TPGS significantly improved the solubility and stability of sirolimus through micelle solubilization. The concentration of sirolimus in a 50 mg/mL TPGS micellar solution was 0.97 ± 0.12 mg/mL, which shows an approximately 400-fold enhancement over its solubility in water. Furthermore, pharmacokinetic studies in rats indicated that the TPGS micellar solution significantly improved the oral absorption of sirolimus. Therefore, the preliminary results from this study suggest that sirolimus-loaded TPGS micellar solutions have great potential for clinical application.

Declaration of interest

The authors report no conflicts of interest. The authors alone are responsible for the content and writing of the paper.

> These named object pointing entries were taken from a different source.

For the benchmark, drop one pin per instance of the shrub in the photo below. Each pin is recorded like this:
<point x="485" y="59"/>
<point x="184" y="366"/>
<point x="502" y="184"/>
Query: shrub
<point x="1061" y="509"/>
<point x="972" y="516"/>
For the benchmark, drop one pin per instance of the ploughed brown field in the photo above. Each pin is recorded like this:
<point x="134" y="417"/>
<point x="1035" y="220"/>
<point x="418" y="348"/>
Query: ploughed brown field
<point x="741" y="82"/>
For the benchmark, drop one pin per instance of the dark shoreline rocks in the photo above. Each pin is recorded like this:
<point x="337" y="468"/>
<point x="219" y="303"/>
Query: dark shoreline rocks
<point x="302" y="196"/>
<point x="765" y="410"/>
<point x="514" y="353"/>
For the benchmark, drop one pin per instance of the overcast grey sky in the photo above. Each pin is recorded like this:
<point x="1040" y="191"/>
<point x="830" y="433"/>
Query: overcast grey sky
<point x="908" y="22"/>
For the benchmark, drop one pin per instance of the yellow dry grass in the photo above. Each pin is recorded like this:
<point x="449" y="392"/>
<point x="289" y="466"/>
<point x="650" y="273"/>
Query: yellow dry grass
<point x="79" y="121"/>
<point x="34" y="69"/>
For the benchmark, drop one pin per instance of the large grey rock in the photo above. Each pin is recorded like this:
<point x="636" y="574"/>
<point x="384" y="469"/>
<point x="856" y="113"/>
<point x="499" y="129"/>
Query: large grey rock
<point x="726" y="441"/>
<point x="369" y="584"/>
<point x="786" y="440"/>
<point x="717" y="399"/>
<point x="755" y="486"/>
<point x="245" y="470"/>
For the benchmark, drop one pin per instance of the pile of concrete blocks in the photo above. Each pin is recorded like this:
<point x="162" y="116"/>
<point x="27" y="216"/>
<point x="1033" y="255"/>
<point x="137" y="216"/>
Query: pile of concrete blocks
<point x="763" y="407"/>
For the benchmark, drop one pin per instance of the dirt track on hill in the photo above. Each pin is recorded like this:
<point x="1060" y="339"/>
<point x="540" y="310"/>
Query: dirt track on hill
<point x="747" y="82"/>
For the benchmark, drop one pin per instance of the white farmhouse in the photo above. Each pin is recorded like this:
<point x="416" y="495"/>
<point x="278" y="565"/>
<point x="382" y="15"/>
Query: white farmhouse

This work was supported by the Priority Research Centers Program of the National Research Foundation of Korea (NRF), which is funded by the Ministry of Education, Science and Technology (2009-0093815), and by a grant from the Korea Healthcare Technology R&D Project of the Ministry for Health, Welfare and Family Affairs in the Republic of Korea (A080470).